Flow Foundation seeks court order to stop FLOW token delisting in South Korea
Flow Foundation and Dapper Labs have filed a motion with the Seoul Central District Court to suspend the termination of trading support on major South Korean exchanges for the Flow blockchain’s native FLOW token.
- Flow Foundation and Dapper Labs have asked a Seoul court to suspend the planned termination of FLOW trading on Upbit, Bithumb, and Coinone.
- A December 2025 exploit allowed an attacker to duplicate about $3.9 million in tokens, but post-incident reports confirmed user balances were not affected.
According to a March 8 announcement, the firms are asking the court to temporarily halt the delisting decision by Upbit, Bithumb, and Coinone, which announced plans to end trading support for the token on Feb. 12 after a security incident on the layer-1 blockchain.
As previously reported by crypto.news, on Dec. 27, the Flow blockchain suffered a protocol-level exploit that allowed an attacker to mint about $3.9 million in duplicated tokens.
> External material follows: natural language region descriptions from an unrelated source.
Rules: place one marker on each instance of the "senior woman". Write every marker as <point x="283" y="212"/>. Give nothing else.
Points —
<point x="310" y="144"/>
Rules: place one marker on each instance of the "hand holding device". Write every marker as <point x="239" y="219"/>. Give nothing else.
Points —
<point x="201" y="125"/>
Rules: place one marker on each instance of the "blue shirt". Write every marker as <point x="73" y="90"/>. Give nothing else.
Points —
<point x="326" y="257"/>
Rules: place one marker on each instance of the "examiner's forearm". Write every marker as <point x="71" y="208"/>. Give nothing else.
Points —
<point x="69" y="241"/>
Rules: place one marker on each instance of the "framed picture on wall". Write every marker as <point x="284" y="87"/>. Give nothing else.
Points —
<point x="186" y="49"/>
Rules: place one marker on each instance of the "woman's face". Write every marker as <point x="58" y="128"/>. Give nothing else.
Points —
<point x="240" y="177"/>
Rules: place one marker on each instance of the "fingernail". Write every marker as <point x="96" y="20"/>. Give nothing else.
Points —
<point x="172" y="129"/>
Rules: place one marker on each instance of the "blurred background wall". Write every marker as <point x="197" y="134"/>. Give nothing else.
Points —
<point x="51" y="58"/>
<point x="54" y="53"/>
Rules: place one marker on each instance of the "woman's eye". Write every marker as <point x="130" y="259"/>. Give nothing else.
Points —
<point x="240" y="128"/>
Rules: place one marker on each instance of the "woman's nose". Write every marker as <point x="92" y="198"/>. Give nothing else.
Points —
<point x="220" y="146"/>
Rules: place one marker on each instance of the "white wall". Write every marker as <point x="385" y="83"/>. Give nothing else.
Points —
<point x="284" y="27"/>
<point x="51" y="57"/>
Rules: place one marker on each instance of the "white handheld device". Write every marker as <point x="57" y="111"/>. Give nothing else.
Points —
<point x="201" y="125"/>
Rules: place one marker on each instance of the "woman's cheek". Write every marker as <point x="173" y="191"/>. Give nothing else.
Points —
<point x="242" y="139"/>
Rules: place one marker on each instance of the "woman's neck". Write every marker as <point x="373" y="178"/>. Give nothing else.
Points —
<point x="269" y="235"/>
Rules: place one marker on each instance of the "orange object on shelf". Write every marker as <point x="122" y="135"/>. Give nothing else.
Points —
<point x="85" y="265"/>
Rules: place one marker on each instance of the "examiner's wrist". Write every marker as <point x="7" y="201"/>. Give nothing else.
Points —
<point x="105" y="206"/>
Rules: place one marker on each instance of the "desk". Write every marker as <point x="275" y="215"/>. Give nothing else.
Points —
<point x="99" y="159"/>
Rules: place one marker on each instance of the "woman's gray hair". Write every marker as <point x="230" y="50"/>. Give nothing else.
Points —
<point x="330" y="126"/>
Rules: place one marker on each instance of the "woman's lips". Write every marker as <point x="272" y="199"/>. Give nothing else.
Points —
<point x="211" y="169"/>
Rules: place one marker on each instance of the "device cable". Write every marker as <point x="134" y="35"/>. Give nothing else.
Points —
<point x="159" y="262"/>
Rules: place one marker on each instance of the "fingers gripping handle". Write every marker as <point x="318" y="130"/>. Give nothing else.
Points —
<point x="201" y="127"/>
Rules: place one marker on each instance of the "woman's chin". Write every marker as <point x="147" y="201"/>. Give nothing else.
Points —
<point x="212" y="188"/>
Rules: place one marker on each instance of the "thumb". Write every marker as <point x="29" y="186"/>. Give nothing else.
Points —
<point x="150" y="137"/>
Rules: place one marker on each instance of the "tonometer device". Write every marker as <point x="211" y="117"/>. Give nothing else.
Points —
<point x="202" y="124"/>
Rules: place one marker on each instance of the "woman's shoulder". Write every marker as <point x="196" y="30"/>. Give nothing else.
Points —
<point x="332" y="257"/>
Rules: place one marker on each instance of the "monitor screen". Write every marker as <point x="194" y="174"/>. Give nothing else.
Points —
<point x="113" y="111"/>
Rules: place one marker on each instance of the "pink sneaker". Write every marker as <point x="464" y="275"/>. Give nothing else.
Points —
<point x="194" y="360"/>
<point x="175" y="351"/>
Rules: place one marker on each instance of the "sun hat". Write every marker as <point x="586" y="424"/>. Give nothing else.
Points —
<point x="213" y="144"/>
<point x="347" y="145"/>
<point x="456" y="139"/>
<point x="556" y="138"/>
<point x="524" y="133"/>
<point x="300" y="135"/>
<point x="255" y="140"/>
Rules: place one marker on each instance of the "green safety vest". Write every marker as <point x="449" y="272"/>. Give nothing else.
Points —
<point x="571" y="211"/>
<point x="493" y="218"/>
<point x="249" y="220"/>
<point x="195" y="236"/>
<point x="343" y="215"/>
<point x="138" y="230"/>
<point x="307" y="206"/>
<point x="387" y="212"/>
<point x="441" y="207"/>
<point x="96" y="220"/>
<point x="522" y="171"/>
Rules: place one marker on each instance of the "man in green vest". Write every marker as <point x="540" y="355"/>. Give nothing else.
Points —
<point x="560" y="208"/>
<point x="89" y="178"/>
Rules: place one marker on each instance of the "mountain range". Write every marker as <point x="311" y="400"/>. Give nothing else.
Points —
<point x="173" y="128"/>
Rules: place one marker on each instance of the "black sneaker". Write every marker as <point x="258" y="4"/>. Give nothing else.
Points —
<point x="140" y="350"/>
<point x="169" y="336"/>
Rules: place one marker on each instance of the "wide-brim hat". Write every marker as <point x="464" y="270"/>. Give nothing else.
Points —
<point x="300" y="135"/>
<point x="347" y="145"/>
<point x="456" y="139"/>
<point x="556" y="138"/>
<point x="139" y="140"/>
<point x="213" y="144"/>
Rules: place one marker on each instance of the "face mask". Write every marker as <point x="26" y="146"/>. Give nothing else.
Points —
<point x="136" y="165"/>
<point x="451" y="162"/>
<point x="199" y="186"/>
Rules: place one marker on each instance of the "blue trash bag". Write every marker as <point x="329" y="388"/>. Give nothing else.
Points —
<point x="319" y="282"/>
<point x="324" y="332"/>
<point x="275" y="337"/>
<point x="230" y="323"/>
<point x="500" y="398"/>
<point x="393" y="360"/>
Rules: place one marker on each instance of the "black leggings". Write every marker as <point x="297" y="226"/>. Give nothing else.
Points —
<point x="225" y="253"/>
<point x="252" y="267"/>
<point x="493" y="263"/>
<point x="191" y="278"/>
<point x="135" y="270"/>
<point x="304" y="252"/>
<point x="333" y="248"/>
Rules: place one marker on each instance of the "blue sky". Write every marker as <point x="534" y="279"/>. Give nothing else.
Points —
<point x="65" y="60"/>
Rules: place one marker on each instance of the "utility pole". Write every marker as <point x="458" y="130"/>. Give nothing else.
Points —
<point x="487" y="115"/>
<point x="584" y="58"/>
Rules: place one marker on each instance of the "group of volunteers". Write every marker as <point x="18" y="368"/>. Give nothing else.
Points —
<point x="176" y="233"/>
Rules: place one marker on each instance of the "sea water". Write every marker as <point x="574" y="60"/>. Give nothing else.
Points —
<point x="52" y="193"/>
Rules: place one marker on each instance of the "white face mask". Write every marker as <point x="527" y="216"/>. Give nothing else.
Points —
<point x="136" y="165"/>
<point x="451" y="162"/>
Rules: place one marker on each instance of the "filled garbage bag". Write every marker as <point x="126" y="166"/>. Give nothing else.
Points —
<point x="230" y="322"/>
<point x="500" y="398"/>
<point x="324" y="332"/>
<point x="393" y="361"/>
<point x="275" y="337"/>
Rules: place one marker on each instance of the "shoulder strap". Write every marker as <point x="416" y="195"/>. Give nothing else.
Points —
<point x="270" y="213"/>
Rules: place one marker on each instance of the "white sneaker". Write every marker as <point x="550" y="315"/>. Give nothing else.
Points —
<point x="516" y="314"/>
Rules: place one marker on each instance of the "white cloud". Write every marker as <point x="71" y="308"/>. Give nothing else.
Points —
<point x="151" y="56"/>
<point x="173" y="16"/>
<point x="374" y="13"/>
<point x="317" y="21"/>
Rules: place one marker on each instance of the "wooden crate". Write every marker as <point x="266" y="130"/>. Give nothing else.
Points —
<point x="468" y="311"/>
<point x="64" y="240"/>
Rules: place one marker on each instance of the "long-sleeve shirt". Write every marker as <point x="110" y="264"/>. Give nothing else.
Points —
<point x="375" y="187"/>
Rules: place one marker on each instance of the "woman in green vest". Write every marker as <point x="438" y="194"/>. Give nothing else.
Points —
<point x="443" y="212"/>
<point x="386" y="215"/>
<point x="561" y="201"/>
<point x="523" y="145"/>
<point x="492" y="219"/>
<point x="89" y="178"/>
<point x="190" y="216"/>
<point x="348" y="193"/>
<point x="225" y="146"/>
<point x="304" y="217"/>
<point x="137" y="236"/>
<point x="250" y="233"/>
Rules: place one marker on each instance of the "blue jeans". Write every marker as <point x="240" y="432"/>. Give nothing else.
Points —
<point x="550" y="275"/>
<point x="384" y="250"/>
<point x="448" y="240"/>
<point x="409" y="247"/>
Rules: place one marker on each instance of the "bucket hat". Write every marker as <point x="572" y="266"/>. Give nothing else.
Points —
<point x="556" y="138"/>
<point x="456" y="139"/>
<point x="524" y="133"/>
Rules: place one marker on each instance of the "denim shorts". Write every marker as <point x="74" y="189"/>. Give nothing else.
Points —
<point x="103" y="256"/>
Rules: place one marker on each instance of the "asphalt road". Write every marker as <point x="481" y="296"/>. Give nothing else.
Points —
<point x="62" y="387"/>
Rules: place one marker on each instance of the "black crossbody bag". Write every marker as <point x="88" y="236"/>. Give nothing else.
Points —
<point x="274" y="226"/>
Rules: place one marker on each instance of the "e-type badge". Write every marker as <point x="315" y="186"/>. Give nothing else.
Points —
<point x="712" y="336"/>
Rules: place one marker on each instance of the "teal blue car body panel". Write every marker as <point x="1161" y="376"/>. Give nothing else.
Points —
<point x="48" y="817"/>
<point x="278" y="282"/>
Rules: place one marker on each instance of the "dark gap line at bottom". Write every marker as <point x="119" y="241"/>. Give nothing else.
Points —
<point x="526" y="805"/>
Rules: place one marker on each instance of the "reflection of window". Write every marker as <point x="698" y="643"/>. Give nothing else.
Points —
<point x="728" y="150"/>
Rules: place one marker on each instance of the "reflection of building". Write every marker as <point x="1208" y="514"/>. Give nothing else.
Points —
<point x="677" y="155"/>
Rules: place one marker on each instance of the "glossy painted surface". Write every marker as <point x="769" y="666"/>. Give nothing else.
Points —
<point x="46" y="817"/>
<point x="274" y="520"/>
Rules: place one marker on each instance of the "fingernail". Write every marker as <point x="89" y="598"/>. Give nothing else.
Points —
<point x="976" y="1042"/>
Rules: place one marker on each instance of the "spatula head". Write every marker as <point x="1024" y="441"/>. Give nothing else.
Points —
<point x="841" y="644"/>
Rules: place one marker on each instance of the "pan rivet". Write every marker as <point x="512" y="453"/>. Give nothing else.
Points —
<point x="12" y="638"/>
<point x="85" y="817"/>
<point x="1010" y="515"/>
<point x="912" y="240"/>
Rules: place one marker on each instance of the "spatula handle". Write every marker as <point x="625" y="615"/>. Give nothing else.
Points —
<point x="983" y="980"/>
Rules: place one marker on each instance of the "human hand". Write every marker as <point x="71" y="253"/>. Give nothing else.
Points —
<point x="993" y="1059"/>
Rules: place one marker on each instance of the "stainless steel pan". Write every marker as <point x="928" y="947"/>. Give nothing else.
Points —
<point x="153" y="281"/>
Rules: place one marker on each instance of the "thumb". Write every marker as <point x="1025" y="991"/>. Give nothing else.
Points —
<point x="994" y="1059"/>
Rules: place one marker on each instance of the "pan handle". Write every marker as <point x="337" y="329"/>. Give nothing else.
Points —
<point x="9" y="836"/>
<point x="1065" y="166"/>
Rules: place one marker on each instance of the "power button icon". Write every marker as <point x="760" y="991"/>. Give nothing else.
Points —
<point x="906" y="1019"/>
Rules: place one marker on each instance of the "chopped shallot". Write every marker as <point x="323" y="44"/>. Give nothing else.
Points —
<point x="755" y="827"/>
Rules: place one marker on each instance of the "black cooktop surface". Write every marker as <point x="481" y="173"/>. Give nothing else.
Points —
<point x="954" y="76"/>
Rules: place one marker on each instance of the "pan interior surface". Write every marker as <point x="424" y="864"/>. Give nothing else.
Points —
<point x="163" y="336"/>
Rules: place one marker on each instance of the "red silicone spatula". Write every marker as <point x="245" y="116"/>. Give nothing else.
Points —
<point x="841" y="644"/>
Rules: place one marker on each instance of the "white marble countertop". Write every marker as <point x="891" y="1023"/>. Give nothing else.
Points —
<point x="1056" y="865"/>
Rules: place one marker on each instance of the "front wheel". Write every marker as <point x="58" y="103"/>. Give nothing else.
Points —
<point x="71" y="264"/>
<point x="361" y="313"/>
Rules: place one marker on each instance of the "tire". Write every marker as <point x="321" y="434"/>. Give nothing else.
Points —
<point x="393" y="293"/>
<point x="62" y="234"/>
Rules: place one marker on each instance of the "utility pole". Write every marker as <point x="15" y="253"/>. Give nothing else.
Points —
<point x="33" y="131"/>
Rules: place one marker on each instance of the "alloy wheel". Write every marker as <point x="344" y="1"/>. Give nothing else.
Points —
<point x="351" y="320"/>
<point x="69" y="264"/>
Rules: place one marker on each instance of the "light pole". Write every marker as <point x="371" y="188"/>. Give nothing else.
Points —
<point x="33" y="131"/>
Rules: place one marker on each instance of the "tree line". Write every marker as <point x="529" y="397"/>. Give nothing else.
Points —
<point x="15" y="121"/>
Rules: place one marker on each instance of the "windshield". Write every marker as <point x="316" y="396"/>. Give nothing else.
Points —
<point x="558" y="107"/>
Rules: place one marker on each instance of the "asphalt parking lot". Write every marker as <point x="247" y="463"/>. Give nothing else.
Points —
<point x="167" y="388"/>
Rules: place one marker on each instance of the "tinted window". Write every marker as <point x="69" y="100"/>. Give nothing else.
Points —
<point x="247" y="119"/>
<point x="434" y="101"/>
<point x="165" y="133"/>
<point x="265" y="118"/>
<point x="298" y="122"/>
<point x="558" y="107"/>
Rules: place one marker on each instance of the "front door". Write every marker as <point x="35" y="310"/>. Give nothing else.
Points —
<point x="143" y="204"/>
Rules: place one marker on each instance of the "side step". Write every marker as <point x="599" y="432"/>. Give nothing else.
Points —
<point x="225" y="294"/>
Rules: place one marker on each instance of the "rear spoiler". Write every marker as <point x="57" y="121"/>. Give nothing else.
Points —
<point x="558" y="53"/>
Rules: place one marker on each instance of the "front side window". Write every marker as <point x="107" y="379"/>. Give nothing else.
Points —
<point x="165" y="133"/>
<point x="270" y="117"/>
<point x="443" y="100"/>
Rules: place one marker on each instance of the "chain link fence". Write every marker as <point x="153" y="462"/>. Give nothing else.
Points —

Although post-mortem reports published later confirmed that the incident did not impact user balances, it led to a temporary halt of the network and triggered emergency measures from validators, who were able to pause the chain and work with exchange partners to freeze and recover funds linked to the attack.
Flow initially proposed a full chain rollback recovery plan, which received opposition from ecosystem partners who were concerned it could create double balances for users who bridged assets out during the rollback window and losses for those who had bridged assets into the network during the same period.
Developers later opted for an isolated recovery plan by targeting and destroying the duplicate tokens in a bid to preserve legitimate user activity on the network.
FLOW trading remains active
Several exchanges suspended FLOW trading and services following the incident, including Upbit, Bithumb, and Coinone, which are at the center of the Flow Foundation’s court motion.
However, after conducting individual reviews of the incident and the remediation measures taken by the project, many of these platforms have since restored full services for the token.
The foundation contends that the FLOW token remains available on major global exchanges, including Binance, Coinbase, Kraken, while Korbit continues to support FLOW trading in South Korea.
“Given the weight of new evidence, Flow Foundation and Dapper Labs have filed a motion with the Seoul Central District Court requesting a suspension of the trading termination until a thorough review can be completed,” the foundation said.
“This step reflects the responsibility of the Foundation to advocate for the Korean community using every available pathway. The Foundation remains open to constructive conversation with all parties involved,” it added.
The court is set to review the application on March 9 and will determine the next steps in the case.
Further, the foundation said it would continue to pursue additional exchange listings in South Korea and would expand “self-custody access options” for impacted users.
As of last check, FLOW token was down 6.4% over the past 24 hours and was trading 99.9% below its all time high.